As transmissões de bens em segunda mão abrangida por este regime são indicadas no artigo 3.º, n.º 1, deste diploma nos seguintes termos:

As transmissões de bens em segunda mão, de objetos de arte, de coleção ou de antiguidades, efetuadas por um sujeito passivo revendedor, são sujeitas ao regime especial de tributação da margem, desde que este tenha adquirido esses bens no interior da Comunidade, em qualquer uma das seguintes condições:

a) A uma pessoa que não seja sujeito passivo;

b) A outro sujeito passivo, desde que a transmissão feita por este tenha sido isenta de imposto, ao abrigo do n.º 33 do artigo 9º do Código do Imposto sobre o Valor Acrescentado, ou de disposição legal idêntica vigente no Estado membro onde tiver sido efetuada a transmissão;

c) A outro sujeito passivo, desde que a transmissão feita por este tenha tido por objeto um bem de investimento e tenha sido isenta de imposto, ao abrigo do artigo 53º do Código do Imposto sobre o Valor Acrescentado, ou de disposição legal idêntica vigente no Estado membro onde tiver sido efetuada a transmissão;

d) A outro sujeito passivo revendedor, desde que a transmissão dos bens por esse outro sujeito passivo revendedor tenha sido efetuada ao abrigo do disposto neste diploma, ou de regulamentação idêntica vigente no Estado membro onde a transmissão dos bens tiver sido efetuada.

 

A Autoridade Tributária e Aduaneira entendeu que as viaturas usadas foram efetivamente adquiridas no âmbito de uma actividade comercial de compra e venda de viaturas desenvolvida pelos fornecedores há longos anos, situação esta do conhecimento do responsável da Requerente, ou seja, não foram compradas a particulares (não sujeitos passivos de IVA), mas sim a sujeitos passivos de IVA.

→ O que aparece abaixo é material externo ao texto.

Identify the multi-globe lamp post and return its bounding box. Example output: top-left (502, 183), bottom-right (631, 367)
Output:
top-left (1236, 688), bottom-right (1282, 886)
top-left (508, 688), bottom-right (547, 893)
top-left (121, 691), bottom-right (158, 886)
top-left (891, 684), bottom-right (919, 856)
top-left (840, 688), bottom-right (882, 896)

Com este pressuposto, a Autoridade Tributária e Aduaneira concluiu que ocorreu aplicação incorreta do regime especial de IVA dos bens em segunda (regime da margem), por a aquisição das viaturas não se enquadrar em qualquer das condições previstas naquelas alíneas a) a d) do n.º 1 do artigo 3º e, consequentemente, aplicou o regime geral de IVA, designadamente o previsto na alínea a) do n.º 1 do artigo 1.º e n.º 1 do artigo 16.º do CIVA.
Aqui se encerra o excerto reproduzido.